A New Paradigm For Evaluating CEOs In The Age Of Creativity
Hershey H. Friedman
City University of New York (CUNY) – Department of Business Management
April 12, 2016
We are no longer an industrial economy characterized by assembly lines; we are now in a knowledge economy where creativity is what matters and the old ways of running a firm simply do not work. Using the value of the stock as a way of measuring CEO performance makes no sense and can actually destroy an organization. This paper discusses a new paradigm for rating CEOs that includes factors that provide long-term value such as employee engagement, diversity, building a learning organization, corporate social responsibility, and the reputation of the organization.
Number of Pages in PDF File: 46
A New Paradigm For Evaluating CEOs In The Age Of Creativity – Introduction
Globalization, the knowledge economy, and the Internet have made it imperative to throw out the rule book when it comes to organizational leadership. Scholars are referring to the time period in which we live as the conceptual age, digital age, age of chaos, age of flux, and/or global Internet Age. One thing is clear, the rules of conducting business are no longer the same. Unfortunately, “most big firms still have a factory mindset oriented to economies of scale” (Denning, 2012). This type of thinking is a good way to destroy a healthy company. Today’s competitive business environment is characterized by an increasingly rapid rate of change producing a morphing business environment that has to focus on continuous innovation.
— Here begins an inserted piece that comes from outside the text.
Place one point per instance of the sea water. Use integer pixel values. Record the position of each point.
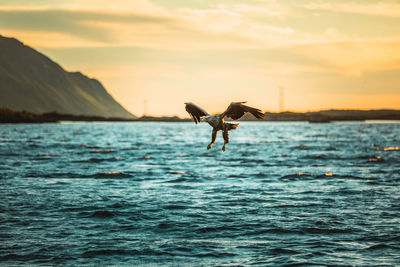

Safian (2012) coined the term “generation flux” to explain how the “dizzying velocity of change in our economy has made chaos the defining feature of modern business.” Hirt & Wilmott (2014) highlight how digitization is “rewriting the rules of competition” making it very easy for an existing firm to become the next Blockbuster.
Digitization often lowers entry barriers, causing long-established boundaries between sectors to tumble. At the same time, the “plug and play” nature of digital assets causes value chains to disaggregate, creating openings for focused, fast-moving competitors. New market entrants often scale up rapidly at lower cost than legacy players can, and returns may grow rapidly as more customers join the network (Hirt & Wilmott, 2014).
Pink (2006: 3) believes that “the defining skills of the previous era –‘left-brain’ capabilities that powered the Information Age — are necessary but no longer sufficient.” The skills that are valuable today, in the Conceptual Age, include such factors as creativity, empathy, happiness, and meaning. Friedman & Friedman (2015) provide a technology timeline that demonstrates that the number of innovations today is staggering and more than at “any time in human history” and conclude: “… by examining the above timeline, it will become obvious that the job of corporate leaders today is to foster creativity.” The key asset of an organization is its intellectual capital, i.e., the knowledge, abilities, and talent of its employees. In seeking to control a seemingly out-of-control environment, scholars are suggesting that we look to paradigms from biological systems, which seem to manage chaos by being “adaptable, resilient, and capable of generating perpetual novelty” (Taylor, 1994). In 2009, The Economist surveyed 349 executives from all over the world and found that 90% identified organizational agility as a “core differentiator in today’s rapidly changing business environment” (Economist Intelligent Unit, 2009).
It is becoming clear that leaders that do not have the ability to tap into this creativity and transform their organizations so that they are adaptable, nimble, creative, and innovative, can doom their firms to obsolescence (Raphan and Friedman, 2014; Friedman & Lewis, 2014). Carr (2010) cites a 60-country survey of 1,500 CEOs and public leaders who were asked which were the most important leadership qualities. Creativity was ranked first (60% indicated that it was the most important leadership quality); integrity was second (52%). The Management Innovation Exchange (2012) sponsored a “hackathon” in which hundreds of management innovators attempted to find major management problems that prevented companies from thriving in today’s environment. They found that some of the major problems included: an unwillingness to adapt to the rapidly changing world; preference for doing things the old way; a lack of experimentation; insufficient resources devoted to develop a culture of creativity; too much bureaucracy; and ineffective leadership which lacks vision and does not encourage creativity.